Methods: Forty-two albino Wistar rats were randomly divided into six (6) groups of 7 rats each. Group 1 animals served as the control (receiving normal saline 0.50 ml). Groups 2,3,4,5 and 6 received phenytoin, phenytoin + vitamin C, phenytoin + vitamin E, phenytoin +vitamin E +vitamin C and phenytoin + allopurinol respectively. The drugs were administered once daily for four weeks by oral intubation as follows: Phenytoin: 5 mg/kg body weight of rat, vitamin C: 1.4 mg/kg body weight of rat, Vitamin E: 10 IU/kg body weight of rat and allopurinol 5mg/kg body weight of rats. Appropriate immunoassay or spectrophotometric methods were used for analysis of fasting plasma glucose, insulin, cholesterol, triglyceride and catalase activities.

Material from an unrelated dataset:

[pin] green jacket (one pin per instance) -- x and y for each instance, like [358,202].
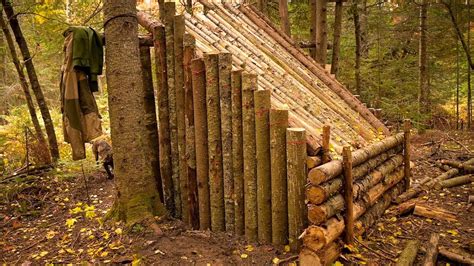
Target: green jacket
[87,53]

Results: Showed a significant elevation of serum uric acid following phenytoin administration (p= 0.000) that were not reversed by co-administration of antioxidant vitamins but were reduced by allopurinol administration. Serum catalase activities which were significantly depressed by phenytoin treatment were reversed by antioxidant Vitamins C, E or allopurinol. The concentration of fasting plasma glucose, insulin resistance index, total cholesterol and triglyceride were significantly increase [(59.5%: p=0.001), (87.9%: p=0.005), (35.7%: p=0.000), (34.5% p=0.027)] respectively by phenytoin administration compared to control. However, the values of these parameters were not significantly lowered by antioxidant Vitamins, but significant reduction (p=0.017) to values similar to those of normal control group were observed in the group receiving both phenytoin and allopurinol. Fasting plasma insulin levels were not significantly (16.8%: p=0.137) affected by these drug treatments. Pearson bivariate correlation analysis of data of the experimental groups and control showed significant positive correlation between uric acid and fasting plasma glucose (r=0.598, P=0.000), fasting plasma insulin (r=0.394, P=0.010), insulin resistance index (HOMAIR: r=0.551, P=0.000), total cholesterol (r=0.677, P=0.000) and triglyceride (r=0.490, P.0.001).
Conclusion: We conclude that the metabolic toxicities of phenytoin associated with impaired glucose metabolism, insulin resistance and dyslipidaemia, are related to phenytoin induced hyperuricaemia.
Keywords: Phenytoin hyperuricaemia, hyperglycaemia, dyslipidaemia, insulin resistance, allopurinol.